I would like to call for a "war on hysteria," if that would not be so hysterical in itself. Where are the German Jon Stewarts, who could restore some sanity over here? The whole debate in Germany about multiculturalism and Muslims, immigration and integration is full of hysteria. It's gotten so hysterical, that this debate now includes Halloween and nuclear energy.
One leader of the conservatives in the German parliament sees Christianity threatened by Halloween. Another one is concerned that protests against nuclear energy and against a train station in Stuttgart could lead to the building of minarets in one's front garden. Alexander Dobrinth of the Bavaria's Christian Democrats is quoted by the Süddeutsche Zeitung (in German): "Wer, wie die Grünen, seinerzeit gegen Atomkraft demonstriert hat und heute gegen Stuttgart 21 agitiert, der braucht sich nicht zu wundern, wenn er übermorgen ein Minarett im Vorgarten stehen hat."
The chairman of the Junge Union, the youth wing of the Christian Democrats, expressed concern regarding the increasing popularity of Halloween in Germany. Philipp Missfelder wrote in Bild (in German) that it is our duty to defend Christian traditions against the Zeitgeist. He also reduced "trick or treat" to children wearing monster masks to beg for sweets.
Most Americans celebrate Halloween AND Christian holidays. Germans should be able to do both, if they want to.
Christianity in Germany is not under attack by Islam or Halloween. The real problem is that more and more Christians lost interest in practicing their own religion.
There are many more politicians from other parties as well who reinforce the world's impression that Germans are increasingly less tolerant of other cultures and traditions.
Sure, there are many problems with immigration, integration, and islamophobia, but it's not as bad as the media and our politicians make it sound with their focus on anecdotal evidence. As Jon Stewart said:
The press can hold its magnifying glass up to our problems, bring them into focus, illuminating issues -- or they can use that magnifying glass to light ants on fire, and then perhaps host a week of shows on the sudden unexpected dangerous flaming ant epidemic.
Let's counter anecdotes with a survey and restore some sanity: The Expert Council of German Foundations on Integration and Migration has published its Integration Barometer 2010 in German and in English:
The native and immigrant populations are, in general, satisfied with the developments in integration policy over the last years, and look towards the future of integration and integration policy with cautious optimism. 50 per cent of all respondents maintain that integration policy has improved the degree of integration in the last years. Nearly as many expect further improvements in the future, while only 10 to 15 per cent of respondents anticipate that future integration policies will deteriorate integration. b) The native and immigrant populations have a shared pragmatic and hands-on approach to integration, and, on the one hand, refrain from demanding cultural assimilation, and from insisting on exclusive cultural privileges, on the other."
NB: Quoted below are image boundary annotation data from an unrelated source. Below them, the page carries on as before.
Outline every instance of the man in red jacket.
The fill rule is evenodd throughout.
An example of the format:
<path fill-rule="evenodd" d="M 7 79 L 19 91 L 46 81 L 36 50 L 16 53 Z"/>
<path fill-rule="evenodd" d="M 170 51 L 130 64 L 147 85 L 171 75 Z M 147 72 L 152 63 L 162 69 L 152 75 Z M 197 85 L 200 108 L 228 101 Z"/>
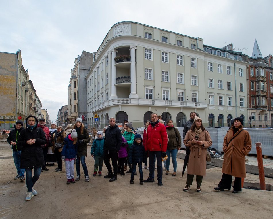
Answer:
<path fill-rule="evenodd" d="M 156 157 L 157 165 L 157 182 L 158 185 L 162 186 L 162 161 L 161 157 L 166 156 L 167 137 L 166 127 L 159 123 L 158 115 L 153 113 L 151 114 L 151 122 L 148 127 L 145 137 L 145 144 L 149 151 L 149 165 L 150 173 L 149 178 L 143 180 L 144 182 L 155 182 L 155 159 Z"/>
<path fill-rule="evenodd" d="M 49 145 L 49 139 L 50 136 L 49 134 L 49 130 L 48 127 L 45 126 L 45 120 L 43 118 L 40 119 L 38 124 L 38 127 L 43 129 L 44 132 L 45 133 L 45 137 L 47 139 L 47 143 L 45 144 L 41 145 L 43 152 L 44 154 L 44 160 L 45 161 L 45 165 L 42 167 L 42 171 L 43 170 L 48 170 L 48 169 L 45 167 L 45 164 L 47 163 L 47 152 L 48 152 L 48 146 Z"/>

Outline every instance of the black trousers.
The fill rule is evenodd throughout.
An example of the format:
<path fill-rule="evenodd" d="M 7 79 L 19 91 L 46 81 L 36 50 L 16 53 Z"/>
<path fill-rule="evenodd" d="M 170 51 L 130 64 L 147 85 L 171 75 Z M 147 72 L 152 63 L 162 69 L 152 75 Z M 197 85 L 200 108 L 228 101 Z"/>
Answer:
<path fill-rule="evenodd" d="M 58 162 L 58 167 L 59 169 L 63 169 L 63 161 L 61 160 L 61 152 L 59 152 L 57 148 L 55 148 L 54 151 L 54 155 L 55 155 L 57 162 Z"/>
<path fill-rule="evenodd" d="M 225 189 L 230 189 L 231 188 L 232 176 L 223 173 L 221 181 L 218 184 L 218 187 Z M 235 177 L 233 188 L 234 190 L 241 192 L 242 191 L 242 178 Z"/>
<path fill-rule="evenodd" d="M 112 166 L 110 164 L 110 159 L 112 160 L 112 165 L 113 166 L 113 171 L 112 171 Z M 118 172 L 118 152 L 115 150 L 104 151 L 104 164 L 107 168 L 109 173 L 113 173 L 114 175 L 117 176 Z"/>
<path fill-rule="evenodd" d="M 43 167 L 45 167 L 45 165 L 47 164 L 47 152 L 48 152 L 48 147 L 46 147 L 45 148 L 42 148 L 43 152 L 44 154 L 44 161 L 45 162 L 45 165 L 43 166 Z"/>

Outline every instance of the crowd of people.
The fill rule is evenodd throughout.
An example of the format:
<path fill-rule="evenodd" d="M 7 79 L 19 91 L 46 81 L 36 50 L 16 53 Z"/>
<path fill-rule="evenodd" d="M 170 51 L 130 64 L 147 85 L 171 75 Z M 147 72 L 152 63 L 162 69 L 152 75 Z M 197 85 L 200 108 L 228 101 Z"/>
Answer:
<path fill-rule="evenodd" d="M 191 112 L 190 116 L 190 120 L 184 127 L 182 136 L 186 154 L 189 156 L 186 184 L 183 191 L 187 192 L 190 189 L 195 175 L 196 191 L 200 192 L 203 177 L 206 175 L 207 148 L 211 146 L 212 142 L 209 133 L 202 124 L 202 119 L 196 116 L 194 112 Z M 173 169 L 172 176 L 175 177 L 177 166 L 176 155 L 182 144 L 181 136 L 172 120 L 168 120 L 165 125 L 159 118 L 159 117 L 156 113 L 151 114 L 151 120 L 145 124 L 143 138 L 133 127 L 132 122 L 125 120 L 121 130 L 116 124 L 115 118 L 110 118 L 109 127 L 105 127 L 102 131 L 98 131 L 93 142 L 90 154 L 95 160 L 93 176 L 97 174 L 99 176 L 102 176 L 104 163 L 108 171 L 104 178 L 108 178 L 112 182 L 118 179 L 118 174 L 123 176 L 126 173 L 130 173 L 130 183 L 133 184 L 134 178 L 137 175 L 137 166 L 141 185 L 154 182 L 155 170 L 157 170 L 157 184 L 162 186 L 163 167 L 165 174 L 168 175 L 171 158 Z M 38 194 L 34 185 L 41 172 L 49 170 L 46 166 L 53 166 L 54 162 L 57 162 L 58 165 L 56 171 L 61 172 L 64 161 L 67 184 L 74 183 L 80 180 L 80 163 L 84 173 L 84 180 L 89 181 L 85 158 L 90 139 L 81 118 L 77 118 L 74 125 L 68 124 L 64 129 L 55 123 L 51 124 L 49 129 L 45 125 L 44 119 L 38 121 L 32 116 L 27 117 L 25 122 L 25 129 L 23 127 L 22 121 L 18 120 L 16 122 L 15 129 L 11 131 L 7 141 L 11 145 L 17 170 L 17 175 L 14 179 L 20 178 L 22 182 L 25 179 L 28 192 L 26 201 Z M 235 177 L 235 180 L 232 192 L 241 191 L 241 178 L 246 176 L 245 158 L 251 150 L 251 145 L 249 133 L 243 129 L 243 122 L 241 118 L 235 118 L 224 139 L 223 175 L 218 186 L 214 188 L 216 190 L 230 190 L 233 176 Z M 127 165 L 129 169 L 125 172 Z M 145 169 L 149 171 L 149 177 L 143 180 L 143 169 Z"/>

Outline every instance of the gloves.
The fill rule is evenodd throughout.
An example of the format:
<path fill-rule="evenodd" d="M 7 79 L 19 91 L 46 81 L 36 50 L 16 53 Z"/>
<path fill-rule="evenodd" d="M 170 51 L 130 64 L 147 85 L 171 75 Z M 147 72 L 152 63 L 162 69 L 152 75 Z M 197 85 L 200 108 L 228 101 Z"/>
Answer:
<path fill-rule="evenodd" d="M 162 157 L 165 157 L 166 156 L 166 152 L 164 151 L 161 152 L 161 156 Z"/>

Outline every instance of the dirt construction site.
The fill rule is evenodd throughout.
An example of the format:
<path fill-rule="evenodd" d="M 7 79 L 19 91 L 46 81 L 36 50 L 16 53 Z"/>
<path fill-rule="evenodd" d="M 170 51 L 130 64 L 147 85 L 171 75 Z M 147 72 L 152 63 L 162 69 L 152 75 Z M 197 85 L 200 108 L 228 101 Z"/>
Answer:
<path fill-rule="evenodd" d="M 89 152 L 91 148 L 89 146 Z M 12 150 L 6 141 L 1 140 L 0 218 L 273 218 L 272 191 L 243 189 L 234 194 L 232 190 L 214 190 L 222 176 L 220 167 L 207 169 L 201 192 L 195 191 L 195 177 L 191 190 L 183 192 L 186 181 L 186 173 L 181 179 L 184 161 L 177 159 L 177 173 L 174 177 L 171 162 L 170 173 L 166 175 L 163 171 L 163 186 L 158 186 L 156 177 L 155 182 L 141 185 L 138 171 L 133 184 L 130 183 L 130 174 L 118 175 L 118 180 L 109 182 L 103 177 L 107 173 L 104 165 L 102 176 L 93 177 L 94 160 L 89 153 L 86 159 L 89 182 L 85 182 L 81 166 L 80 180 L 67 185 L 64 163 L 63 170 L 58 172 L 55 171 L 55 164 L 41 173 L 34 186 L 38 195 L 27 202 L 25 181 L 14 179 L 17 171 Z M 74 174 L 75 177 L 75 166 Z M 143 170 L 144 179 L 149 174 L 149 171 Z M 273 179 L 266 177 L 265 181 L 267 185 L 273 185 Z M 259 176 L 247 173 L 245 182 L 259 183 Z"/>

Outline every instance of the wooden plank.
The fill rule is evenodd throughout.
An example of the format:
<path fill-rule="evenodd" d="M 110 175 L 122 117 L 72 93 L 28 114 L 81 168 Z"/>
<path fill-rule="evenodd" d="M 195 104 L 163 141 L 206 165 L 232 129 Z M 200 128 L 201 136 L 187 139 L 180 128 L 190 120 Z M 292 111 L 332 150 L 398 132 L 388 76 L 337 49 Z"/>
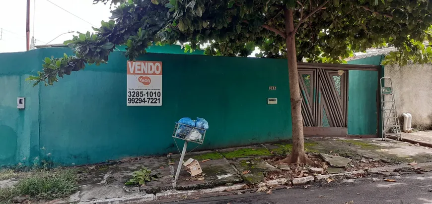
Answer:
<path fill-rule="evenodd" d="M 297 66 L 299 69 L 322 68 L 324 69 L 342 70 L 365 70 L 378 71 L 381 68 L 380 65 L 364 65 L 347 64 L 329 64 L 324 63 L 297 62 Z"/>
<path fill-rule="evenodd" d="M 303 134 L 311 136 L 346 136 L 348 128 L 338 127 L 303 127 Z"/>

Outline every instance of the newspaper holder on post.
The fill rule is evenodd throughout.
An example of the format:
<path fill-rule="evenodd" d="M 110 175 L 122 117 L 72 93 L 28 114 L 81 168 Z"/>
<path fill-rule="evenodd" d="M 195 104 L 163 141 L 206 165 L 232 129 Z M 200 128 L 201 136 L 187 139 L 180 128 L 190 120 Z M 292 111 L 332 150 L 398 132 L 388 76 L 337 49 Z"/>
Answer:
<path fill-rule="evenodd" d="M 175 177 L 174 178 L 175 184 L 177 183 L 179 175 L 180 175 L 180 171 L 181 169 L 181 166 L 183 164 L 183 159 L 184 158 L 186 149 L 188 147 L 188 143 L 191 142 L 197 143 L 199 145 L 202 145 L 203 142 L 204 141 L 204 138 L 206 136 L 206 130 L 203 128 L 193 127 L 185 124 L 178 122 L 176 123 L 175 127 L 174 129 L 174 132 L 172 133 L 172 137 L 174 139 L 174 142 L 175 142 L 175 139 L 177 138 L 184 140 L 185 143 L 183 145 L 183 149 L 182 150 L 180 159 L 179 161 L 178 166 L 177 167 L 177 171 L 175 173 Z M 177 142 L 175 142 L 175 143 L 176 145 L 177 145 Z M 197 147 L 198 147 L 199 146 L 199 145 Z M 178 148 L 178 146 L 177 146 L 177 148 Z M 195 149 L 194 149 L 194 150 L 195 150 Z M 190 152 L 192 152 L 194 150 L 192 150 Z M 179 150 L 179 152 L 180 152 L 180 150 Z"/>

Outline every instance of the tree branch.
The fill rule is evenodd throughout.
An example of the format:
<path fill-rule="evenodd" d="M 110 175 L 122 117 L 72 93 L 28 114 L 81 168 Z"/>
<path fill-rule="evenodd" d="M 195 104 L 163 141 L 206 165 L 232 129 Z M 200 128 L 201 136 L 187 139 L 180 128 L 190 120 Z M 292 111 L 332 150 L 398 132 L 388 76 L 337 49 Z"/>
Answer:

To understand the reasons for the hysteria in German politics and additional problems of our democracy, I recommend the NY Times op-ed Leadership and Leitkultur by Germany's most respected living philosopher Jürgen Habermas (HT: Pamela):
The motivations underlying each of the three phenomena - the fear of immigrants, attraction to charismatic nonpoliticians and the grass-roots rebellion in Stuttgart - are different. But they meet in the cumulative effect of a growing uneasiness when faced with a self-enclosed and ever more helpless political system. The more the scope for action by national governments shrinks and the more meekly politics submits to what appear to be inevitable economic imperatives, the more people's trust in a resigned political class diminishes.
The United States has a president with a clear-headed political vision, even if he is embattled and now meets with mixed feelings. What is needed in Europe is a revitalized political class that overcomes its own defeatism with a bit more perspective, resoluteness and cooperative spirit. Democracy depends on the belief of the people that there is some scope left for collectively shaping a challenging future.